Tym razem była to "Komedia z dreszczykiem" napisana przez Maggie W. Wrightt, która przeniosła widzów w niedzielny wieczór (22 października br.) w świat ogromnych emocji i zdarzeń. Tych zabawnych, i tych mrożących krew w żyłach, ale za to z humorem i zakończeniem, jakiego nikt z widzów by się nie spodziewał.

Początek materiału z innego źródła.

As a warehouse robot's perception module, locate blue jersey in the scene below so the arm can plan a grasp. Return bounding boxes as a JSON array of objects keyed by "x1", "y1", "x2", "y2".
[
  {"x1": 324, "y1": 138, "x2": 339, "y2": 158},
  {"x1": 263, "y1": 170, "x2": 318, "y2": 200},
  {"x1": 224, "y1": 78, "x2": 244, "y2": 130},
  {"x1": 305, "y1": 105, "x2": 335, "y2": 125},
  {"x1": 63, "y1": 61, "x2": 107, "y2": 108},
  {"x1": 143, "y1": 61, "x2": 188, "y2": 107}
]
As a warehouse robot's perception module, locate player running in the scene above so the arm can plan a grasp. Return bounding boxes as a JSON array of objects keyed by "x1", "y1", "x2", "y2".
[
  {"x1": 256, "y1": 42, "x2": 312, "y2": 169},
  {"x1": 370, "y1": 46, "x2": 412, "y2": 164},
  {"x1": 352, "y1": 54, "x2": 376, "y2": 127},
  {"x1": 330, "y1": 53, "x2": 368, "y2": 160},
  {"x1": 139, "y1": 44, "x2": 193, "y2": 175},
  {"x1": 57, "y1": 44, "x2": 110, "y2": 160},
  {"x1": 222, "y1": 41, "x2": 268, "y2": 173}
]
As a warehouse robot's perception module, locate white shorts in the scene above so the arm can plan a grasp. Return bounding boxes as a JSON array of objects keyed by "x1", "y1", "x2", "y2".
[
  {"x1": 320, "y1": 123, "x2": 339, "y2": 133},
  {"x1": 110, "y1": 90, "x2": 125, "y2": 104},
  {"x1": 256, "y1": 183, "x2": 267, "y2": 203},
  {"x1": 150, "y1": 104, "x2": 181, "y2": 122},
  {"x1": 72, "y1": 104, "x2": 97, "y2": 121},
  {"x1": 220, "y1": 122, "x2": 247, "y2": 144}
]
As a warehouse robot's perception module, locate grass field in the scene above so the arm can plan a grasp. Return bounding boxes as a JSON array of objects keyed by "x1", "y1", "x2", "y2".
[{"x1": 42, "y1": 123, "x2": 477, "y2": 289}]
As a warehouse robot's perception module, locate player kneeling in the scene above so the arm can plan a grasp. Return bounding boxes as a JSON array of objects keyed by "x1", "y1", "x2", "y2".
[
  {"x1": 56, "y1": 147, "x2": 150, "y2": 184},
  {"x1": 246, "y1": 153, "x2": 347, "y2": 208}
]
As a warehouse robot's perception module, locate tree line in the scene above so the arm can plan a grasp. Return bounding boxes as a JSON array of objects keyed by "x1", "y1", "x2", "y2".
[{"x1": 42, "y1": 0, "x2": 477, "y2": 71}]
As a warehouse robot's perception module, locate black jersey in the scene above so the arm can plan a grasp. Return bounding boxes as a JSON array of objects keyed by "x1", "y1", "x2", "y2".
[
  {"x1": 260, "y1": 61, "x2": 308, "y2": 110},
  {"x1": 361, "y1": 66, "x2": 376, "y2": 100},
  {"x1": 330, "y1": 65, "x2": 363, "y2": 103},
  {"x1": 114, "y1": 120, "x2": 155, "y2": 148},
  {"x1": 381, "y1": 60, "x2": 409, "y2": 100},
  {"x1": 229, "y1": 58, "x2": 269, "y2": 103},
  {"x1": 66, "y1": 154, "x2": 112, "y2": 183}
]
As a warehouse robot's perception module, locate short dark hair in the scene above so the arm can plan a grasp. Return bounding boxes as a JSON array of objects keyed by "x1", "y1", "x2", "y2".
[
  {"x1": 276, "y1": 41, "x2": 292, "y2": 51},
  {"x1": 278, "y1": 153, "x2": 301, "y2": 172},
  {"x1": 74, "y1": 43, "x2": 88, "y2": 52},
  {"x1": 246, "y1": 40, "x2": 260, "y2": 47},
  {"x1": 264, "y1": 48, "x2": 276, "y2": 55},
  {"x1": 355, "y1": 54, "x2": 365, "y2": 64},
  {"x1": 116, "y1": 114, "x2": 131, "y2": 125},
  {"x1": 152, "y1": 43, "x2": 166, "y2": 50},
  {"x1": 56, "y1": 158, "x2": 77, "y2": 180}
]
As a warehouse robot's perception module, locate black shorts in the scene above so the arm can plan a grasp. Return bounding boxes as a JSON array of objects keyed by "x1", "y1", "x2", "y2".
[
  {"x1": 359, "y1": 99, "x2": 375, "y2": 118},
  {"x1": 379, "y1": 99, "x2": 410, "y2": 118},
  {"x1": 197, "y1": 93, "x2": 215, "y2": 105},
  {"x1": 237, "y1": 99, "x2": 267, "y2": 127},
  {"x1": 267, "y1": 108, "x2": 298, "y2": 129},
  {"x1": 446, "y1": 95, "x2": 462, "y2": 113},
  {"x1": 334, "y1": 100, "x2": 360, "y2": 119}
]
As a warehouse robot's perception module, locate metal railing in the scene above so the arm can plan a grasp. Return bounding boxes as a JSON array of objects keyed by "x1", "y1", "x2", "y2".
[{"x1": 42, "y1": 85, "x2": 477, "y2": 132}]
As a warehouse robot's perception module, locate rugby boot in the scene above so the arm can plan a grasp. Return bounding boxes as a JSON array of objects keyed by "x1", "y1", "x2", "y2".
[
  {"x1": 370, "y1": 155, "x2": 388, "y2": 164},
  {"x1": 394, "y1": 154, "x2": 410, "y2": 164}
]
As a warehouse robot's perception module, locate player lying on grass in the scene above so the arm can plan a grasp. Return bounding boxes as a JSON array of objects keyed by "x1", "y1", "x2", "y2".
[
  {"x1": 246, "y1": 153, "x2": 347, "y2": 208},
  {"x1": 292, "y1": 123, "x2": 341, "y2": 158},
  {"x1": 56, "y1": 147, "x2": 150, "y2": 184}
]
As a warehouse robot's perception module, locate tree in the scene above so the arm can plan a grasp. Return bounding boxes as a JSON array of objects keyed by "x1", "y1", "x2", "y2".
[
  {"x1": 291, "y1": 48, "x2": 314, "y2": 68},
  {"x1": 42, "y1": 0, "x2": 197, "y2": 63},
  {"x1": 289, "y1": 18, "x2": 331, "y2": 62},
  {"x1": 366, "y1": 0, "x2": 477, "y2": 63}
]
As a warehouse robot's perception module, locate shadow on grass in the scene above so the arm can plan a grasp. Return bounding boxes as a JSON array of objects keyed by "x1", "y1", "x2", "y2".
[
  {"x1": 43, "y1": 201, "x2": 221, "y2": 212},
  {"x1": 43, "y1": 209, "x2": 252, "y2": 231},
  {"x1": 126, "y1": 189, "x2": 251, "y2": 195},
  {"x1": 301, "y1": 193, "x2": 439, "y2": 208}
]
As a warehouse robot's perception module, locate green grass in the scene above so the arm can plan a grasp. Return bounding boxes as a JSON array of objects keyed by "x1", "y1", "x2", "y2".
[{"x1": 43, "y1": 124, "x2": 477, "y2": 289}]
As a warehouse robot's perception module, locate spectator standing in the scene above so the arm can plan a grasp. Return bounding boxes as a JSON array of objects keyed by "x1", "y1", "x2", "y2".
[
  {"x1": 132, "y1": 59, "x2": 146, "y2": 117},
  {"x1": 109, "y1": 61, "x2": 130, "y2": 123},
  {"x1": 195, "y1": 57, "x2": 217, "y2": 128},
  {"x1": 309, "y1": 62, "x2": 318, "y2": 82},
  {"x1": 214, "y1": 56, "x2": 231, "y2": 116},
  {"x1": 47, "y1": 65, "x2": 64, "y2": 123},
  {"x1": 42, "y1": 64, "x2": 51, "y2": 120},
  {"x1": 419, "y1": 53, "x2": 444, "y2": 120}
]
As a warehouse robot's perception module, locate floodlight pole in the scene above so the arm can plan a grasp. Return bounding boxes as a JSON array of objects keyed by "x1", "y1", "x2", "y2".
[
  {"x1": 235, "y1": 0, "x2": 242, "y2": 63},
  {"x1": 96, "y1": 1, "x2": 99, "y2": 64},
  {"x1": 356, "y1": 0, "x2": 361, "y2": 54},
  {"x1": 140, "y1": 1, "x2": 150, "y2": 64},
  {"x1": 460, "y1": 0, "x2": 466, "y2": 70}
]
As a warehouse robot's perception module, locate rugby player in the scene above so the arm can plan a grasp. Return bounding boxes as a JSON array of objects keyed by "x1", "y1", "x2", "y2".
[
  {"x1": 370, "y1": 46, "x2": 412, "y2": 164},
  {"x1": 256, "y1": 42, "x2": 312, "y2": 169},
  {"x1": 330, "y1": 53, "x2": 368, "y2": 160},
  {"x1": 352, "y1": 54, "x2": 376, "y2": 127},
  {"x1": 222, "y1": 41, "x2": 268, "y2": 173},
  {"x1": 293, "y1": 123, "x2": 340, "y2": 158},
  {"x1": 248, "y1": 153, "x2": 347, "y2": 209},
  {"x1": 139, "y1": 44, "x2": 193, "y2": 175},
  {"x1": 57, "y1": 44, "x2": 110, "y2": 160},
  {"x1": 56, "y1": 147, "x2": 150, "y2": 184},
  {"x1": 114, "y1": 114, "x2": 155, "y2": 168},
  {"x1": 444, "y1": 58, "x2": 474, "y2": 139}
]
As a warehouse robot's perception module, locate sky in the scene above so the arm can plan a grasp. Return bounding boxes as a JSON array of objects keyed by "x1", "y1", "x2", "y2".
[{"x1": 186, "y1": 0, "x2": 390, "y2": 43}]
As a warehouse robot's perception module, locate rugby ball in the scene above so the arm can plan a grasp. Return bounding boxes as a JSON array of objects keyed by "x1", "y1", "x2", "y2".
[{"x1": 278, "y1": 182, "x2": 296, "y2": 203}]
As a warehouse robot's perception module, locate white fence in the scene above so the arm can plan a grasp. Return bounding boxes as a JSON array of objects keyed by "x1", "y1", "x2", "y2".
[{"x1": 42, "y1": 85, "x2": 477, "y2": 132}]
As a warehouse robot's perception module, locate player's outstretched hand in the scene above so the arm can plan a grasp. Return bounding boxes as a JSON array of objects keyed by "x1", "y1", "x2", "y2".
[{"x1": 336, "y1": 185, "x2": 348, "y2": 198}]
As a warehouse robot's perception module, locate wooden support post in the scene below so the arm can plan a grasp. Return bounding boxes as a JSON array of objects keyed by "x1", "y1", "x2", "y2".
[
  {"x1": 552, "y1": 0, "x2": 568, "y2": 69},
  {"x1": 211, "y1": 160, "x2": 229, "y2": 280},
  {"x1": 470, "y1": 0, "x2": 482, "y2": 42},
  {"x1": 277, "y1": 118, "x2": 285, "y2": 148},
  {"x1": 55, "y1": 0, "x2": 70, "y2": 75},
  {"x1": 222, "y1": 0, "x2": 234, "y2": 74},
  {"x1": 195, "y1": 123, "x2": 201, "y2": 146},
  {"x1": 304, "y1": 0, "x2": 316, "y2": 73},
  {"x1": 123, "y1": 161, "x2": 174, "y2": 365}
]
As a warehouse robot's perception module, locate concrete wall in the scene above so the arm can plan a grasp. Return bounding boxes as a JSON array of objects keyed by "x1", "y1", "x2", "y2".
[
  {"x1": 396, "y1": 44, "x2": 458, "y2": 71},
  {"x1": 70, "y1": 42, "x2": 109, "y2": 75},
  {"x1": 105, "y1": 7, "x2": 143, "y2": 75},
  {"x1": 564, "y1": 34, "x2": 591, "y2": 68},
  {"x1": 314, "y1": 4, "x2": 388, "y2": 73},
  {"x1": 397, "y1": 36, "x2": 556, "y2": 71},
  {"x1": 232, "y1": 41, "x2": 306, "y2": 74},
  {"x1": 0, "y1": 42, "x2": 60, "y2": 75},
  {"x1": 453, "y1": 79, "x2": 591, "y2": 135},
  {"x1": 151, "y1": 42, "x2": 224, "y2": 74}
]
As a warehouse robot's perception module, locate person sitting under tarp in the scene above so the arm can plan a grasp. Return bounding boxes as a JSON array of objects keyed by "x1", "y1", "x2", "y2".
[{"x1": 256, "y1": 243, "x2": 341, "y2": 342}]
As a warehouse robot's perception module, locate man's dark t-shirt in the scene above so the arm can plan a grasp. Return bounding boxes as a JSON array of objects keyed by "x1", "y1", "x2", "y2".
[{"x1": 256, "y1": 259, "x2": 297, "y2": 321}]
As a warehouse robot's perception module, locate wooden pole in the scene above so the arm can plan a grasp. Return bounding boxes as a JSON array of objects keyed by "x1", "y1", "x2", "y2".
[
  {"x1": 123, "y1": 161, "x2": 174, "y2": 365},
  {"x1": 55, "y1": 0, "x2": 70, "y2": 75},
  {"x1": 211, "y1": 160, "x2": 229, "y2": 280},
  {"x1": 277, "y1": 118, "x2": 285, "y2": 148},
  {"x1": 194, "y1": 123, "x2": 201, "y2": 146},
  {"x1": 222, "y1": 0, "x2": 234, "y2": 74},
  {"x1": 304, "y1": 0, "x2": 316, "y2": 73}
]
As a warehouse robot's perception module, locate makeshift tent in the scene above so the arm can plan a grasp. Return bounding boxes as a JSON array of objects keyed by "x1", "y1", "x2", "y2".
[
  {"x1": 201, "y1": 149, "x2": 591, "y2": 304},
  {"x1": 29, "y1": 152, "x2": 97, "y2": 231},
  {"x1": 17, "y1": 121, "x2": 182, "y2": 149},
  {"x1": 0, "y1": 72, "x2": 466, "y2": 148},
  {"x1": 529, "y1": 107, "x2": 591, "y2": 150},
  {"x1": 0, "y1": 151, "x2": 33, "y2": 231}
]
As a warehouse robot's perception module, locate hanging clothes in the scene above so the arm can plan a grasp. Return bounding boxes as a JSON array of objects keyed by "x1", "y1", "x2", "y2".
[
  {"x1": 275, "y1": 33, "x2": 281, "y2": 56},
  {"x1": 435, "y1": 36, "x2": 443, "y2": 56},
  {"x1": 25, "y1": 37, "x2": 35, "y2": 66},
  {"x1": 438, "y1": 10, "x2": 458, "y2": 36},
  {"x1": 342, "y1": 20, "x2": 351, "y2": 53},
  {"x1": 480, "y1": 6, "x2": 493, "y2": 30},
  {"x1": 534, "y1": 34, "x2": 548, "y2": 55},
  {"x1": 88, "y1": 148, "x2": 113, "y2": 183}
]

Akcja rozgrywa się w 30. rocznicę ślubu Izabeli (Magdalena Wołłejko) i Konrada (Marek Siudym). Ona niespełniona aktorka, on kiedyś całkiem niezły scenarzysta. Żona przygotowuje się do wspólnego świętowania, ale mąż ma już swoje plany. Chce spędzić ten wieczór ze znacznie młodszą aktorką - kandydatką na kochankę. Niestety, życie krzyżuje zamiary całej trójki, bo dochodzi do …właśnie. Samobójstwa, morderstwa, a może tak skomplikowanej intrygi, że gubią się w tym wszyscy po kolei? Tę zagadkę próbuje rozgryźć dociekliwy i nieprzejednany, choć średnio inteligentny Józef, inspektor policji. Jednak bohaterowie mu tego nie ułatwiają. Sprawę komplikuje także nagły przyjazd jego siostry bliźniaczki - medium i hipochondryczki. Na jaw wychodzą coraz bardziej zaskakujące i nieprawdopodobne historie. Ale na szczęście wszystko kończy się dobrze.